William Elliott Whitmore’s eighth long-player, I’m With You, is his first album of original material since 2015’s Radium Death. For fans hungry for more of the songsmith’s sparse acoustic fare, I’m With You is a welcome offering of rootsy and rooted songs that celebrate and contemplate the personal, present moment.
The compositions on I’m With You are minimal yet muscular, easily played but not easily ignored — uneasy listening, if you will.
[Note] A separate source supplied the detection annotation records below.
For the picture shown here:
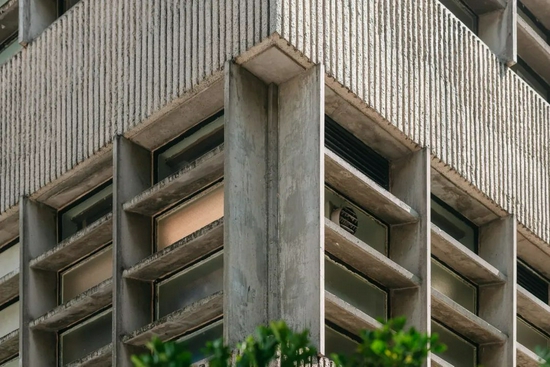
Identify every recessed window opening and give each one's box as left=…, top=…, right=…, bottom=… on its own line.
left=325, top=256, right=388, bottom=320
left=59, top=180, right=113, bottom=241
left=0, top=297, right=19, bottom=339
left=156, top=251, right=223, bottom=319
left=59, top=245, right=113, bottom=304
left=432, top=320, right=478, bottom=367
left=439, top=0, right=479, bottom=34
left=431, top=195, right=478, bottom=253
left=517, top=316, right=550, bottom=352
left=517, top=259, right=550, bottom=304
left=155, top=183, right=224, bottom=251
left=517, top=1, right=550, bottom=44
left=431, top=257, right=478, bottom=314
left=178, top=319, right=223, bottom=363
left=324, top=186, right=389, bottom=256
left=154, top=111, right=224, bottom=182
left=325, top=116, right=390, bottom=190
left=58, top=309, right=112, bottom=366
left=0, top=239, right=21, bottom=278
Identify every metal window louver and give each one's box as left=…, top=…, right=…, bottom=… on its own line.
left=325, top=116, right=390, bottom=189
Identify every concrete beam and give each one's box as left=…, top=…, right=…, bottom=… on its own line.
left=112, top=136, right=153, bottom=367
left=19, top=197, right=58, bottom=367
left=390, top=149, right=431, bottom=332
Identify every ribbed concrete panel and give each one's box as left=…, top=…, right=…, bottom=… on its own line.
left=277, top=0, right=550, bottom=246
left=0, top=0, right=274, bottom=213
The marriage of Whitmore’s signature honesty and his wonderfully weathered voice has been a faithful companion for his listeners for nearly two decades, and they labor together beautifully once again on this personal set of nine new songs.
On “History,” a straightforward strummer, Whitmore states a personal commitment to learning from mistakes, individual and societal, so he “won’t repeat our tragic history.” “Solar Flare” measures the effectiveness of Whitmore’s aims for substantive living as he sings, “Every second that goes by / I sit and wonder why / I’m not living every day like it’s my last.” By the end, he realizes, “I’m satisfied with the life I’ve lived.”
That level of introspection comes with a shadow side, and Whitmore’s not opposed to exposing that as well. “My Mind Can Be Cruel to Me,” which takes a page from Buck Owens’ songbook, finds the crooner realizing the “very thin line” between a healthy mindset and one suddenly plagued by ghosts of past mistakes and poor choices.
Other highlights on I’m With You are found in the darker guitar flourishes on “Save Ourselves,” the porch-sittin’ stomp-along “Black Iowa Dirt,” and the banjo work of “Everything We Need.” Like Whitmore’s previous releases, I’m With You is earnest and forthright, realistic yet hopeful, all with a respectful hat tip and glass raised toward country’s storied past.